Wie Dekorsys Mitarbeiter Henning Paul erläutert, besteht ein wesentlicher Vorteil eigenständig entscheidender Sensornetzwerke darin, dass richtige Entscheidungen auch dann zustande kommen können, wenn einzelne Sensoren ausfallen. Der Ingenieur befasst sich zurzeit in einem Forschungsprojekt zur Messung von Umweltdaten, etwa der Luft- und Wasserqualität, mit den mathematischen Grundlagen solcher Netzwerke. Den Unterschied zwischen herkömmlichen und neuartigen Verfahren schildert er am Beispiel von Sensoren, die Daten zur Feinstaubbelastung liefern. Eine herkömmliche Lösung könne darin bestehen, dass aus der Vielzahl der Daten an zentraler Stelle der Mittelwert errechnet werde, sagt Paul. Zu dem gleichen Ergebnis gelange man aber auch, wenn ein beliebiger Sensor wenige andere beliebige Sensoren über seinen Wert informiere. Diese Gruppe könne ihren Mittelwert wiederum an beliebige andere Sensoren weitergeben, die dann das Gleiche mit ihrem Mittelwert täten. Bei diesem Verfahren kommt es nach den Worten des Ingenieurs nicht darauf an, dass bestimmte Sensoren funktionieren. Mit anderen Worten: Das System sei wesentlich robuster.

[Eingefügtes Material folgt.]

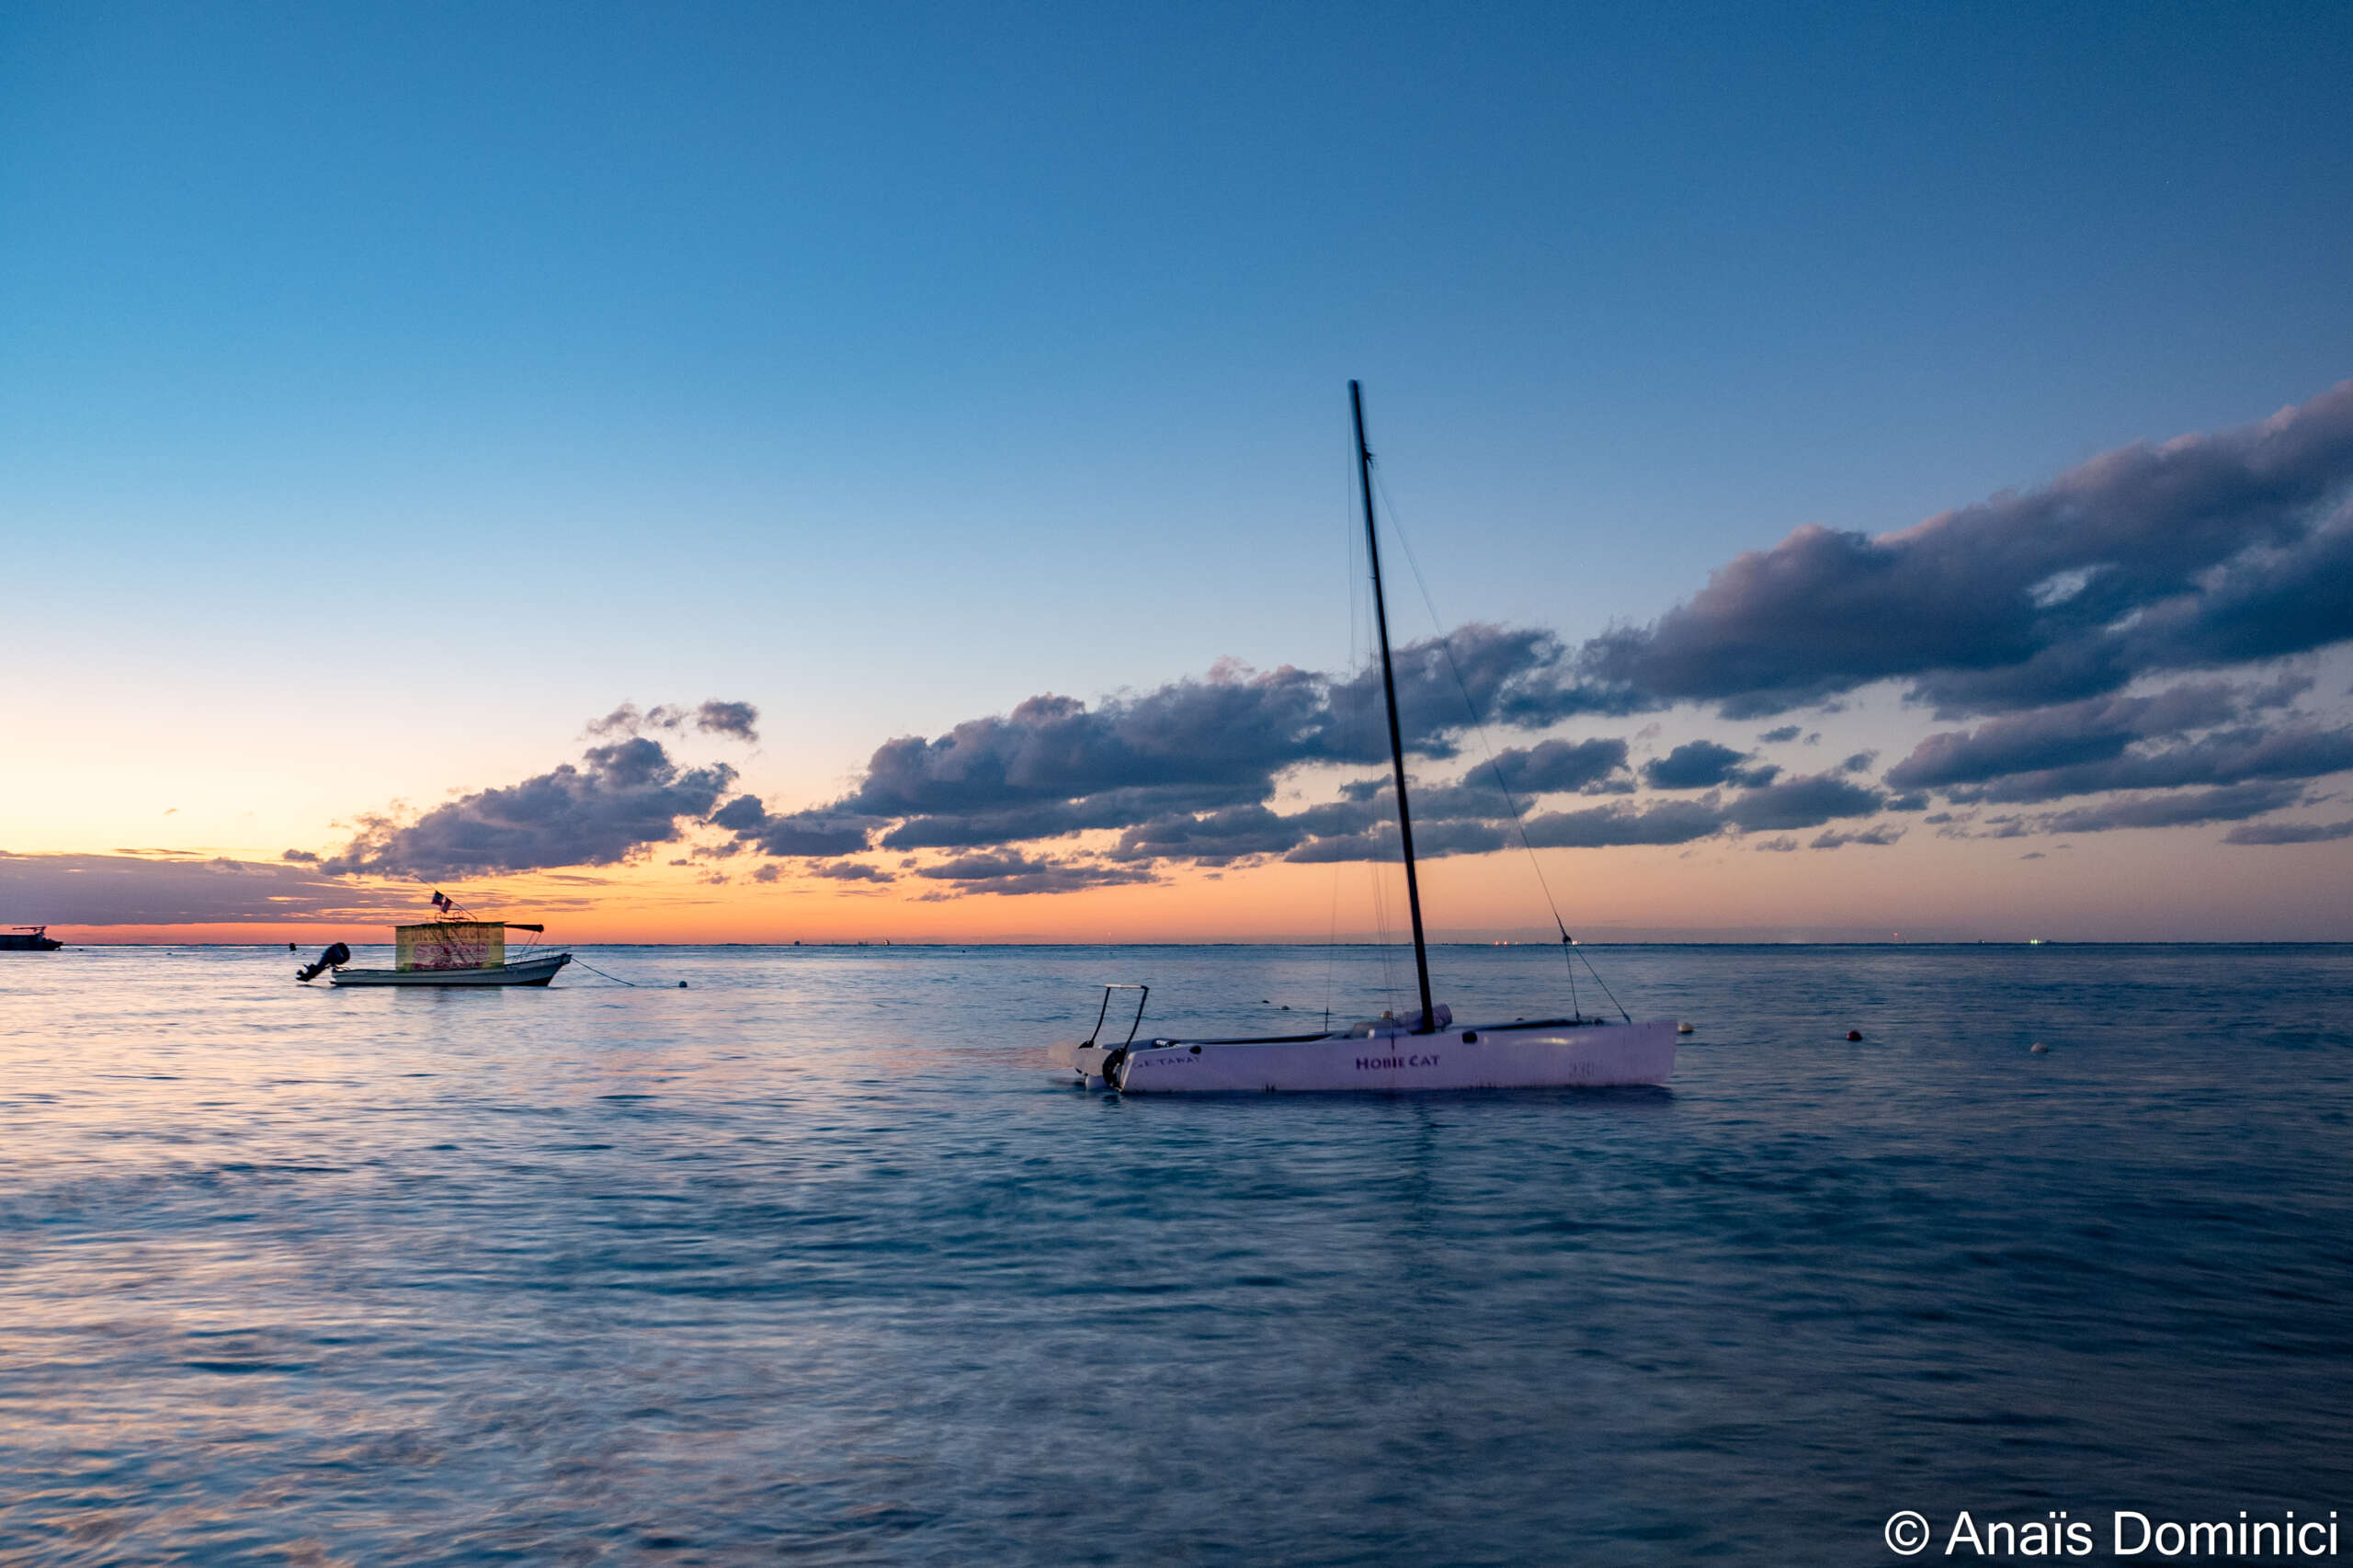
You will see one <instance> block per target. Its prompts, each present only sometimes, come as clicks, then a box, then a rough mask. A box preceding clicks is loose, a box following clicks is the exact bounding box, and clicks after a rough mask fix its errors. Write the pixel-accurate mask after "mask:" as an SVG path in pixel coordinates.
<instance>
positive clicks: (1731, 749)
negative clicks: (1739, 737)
mask: <svg viewBox="0 0 2353 1568" xmlns="http://www.w3.org/2000/svg"><path fill="white" fill-rule="evenodd" d="M1746 760H1748V753H1746V751H1734V749H1732V746H1718V744H1715V742H1685V744H1680V746H1675V749H1673V751H1668V753H1666V756H1661V758H1654V760H1649V763H1642V782H1645V784H1649V786H1652V789H1715V786H1718V784H1772V779H1774V775H1777V772H1781V770H1779V768H1774V765H1772V763H1765V765H1760V768H1741V765H1744V763H1746Z"/></svg>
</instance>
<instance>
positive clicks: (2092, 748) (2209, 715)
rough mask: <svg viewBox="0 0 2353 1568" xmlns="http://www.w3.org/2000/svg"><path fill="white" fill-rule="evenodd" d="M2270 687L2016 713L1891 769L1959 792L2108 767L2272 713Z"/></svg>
mask: <svg viewBox="0 0 2353 1568" xmlns="http://www.w3.org/2000/svg"><path fill="white" fill-rule="evenodd" d="M2275 690H2280V687H2266V690H2257V692H2249V690H2247V687H2233V685H2226V683H2219V680H2212V683H2188V685H2177V687H2172V690H2165V692H2158V695H2153V697H2092V699H2085V702H2066V704H2057V706H2047V709H2038V711H2033V713H2012V716H2005V718H1995V720H1991V723H1984V725H1979V727H1977V730H1946V732H1941V735H1929V737H1927V739H1922V742H1920V744H1918V746H1913V753H1911V756H1908V758H1904V760H1901V763H1897V765H1894V768H1889V770H1887V782H1889V784H1892V786H1897V789H1951V786H1953V784H1984V782H1986V779H1998V777H2002V775H2014V772H2042V770H2049V768H2068V765H2075V763H2104V760H2108V758H2115V756H2122V751H2125V749H2127V746H2129V744H2134V742H2139V739H2151V737H2162V735H2186V732H2191V730H2205V727H2212V725H2221V723H2228V720H2233V718H2238V716H2240V713H2245V711H2247V709H2249V706H2252V704H2254V706H2271V702H2266V699H2268V697H2271V692H2275Z"/></svg>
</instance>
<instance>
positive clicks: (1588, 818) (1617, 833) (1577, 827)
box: [1527, 800, 1725, 850]
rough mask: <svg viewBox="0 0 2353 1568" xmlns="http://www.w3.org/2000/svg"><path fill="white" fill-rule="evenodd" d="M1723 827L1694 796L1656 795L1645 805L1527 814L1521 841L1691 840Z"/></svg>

Das Errechnen von Mittelwerten ist nur ein Beispiel für Aufgaben, die Sensornetzwerke erfüllen können. Wesentlich komplizierter werde es, wenn Schätzungen gewünscht seien, erklärt Paul. So gehe es bei dem Forschungsprojekt zu Umweltdaten nicht zuletzt darum, Schadstoffquellen ausfindig zu machen. Mittelwerte reichten dabei nicht aus. In diesem Fall müssten auch Annahmen zur Ausbreitung von Schadstoffen einbezogen werden. Nur so lasse sich am Ende abschätzen, woher die Schadstoffe kommen könnten.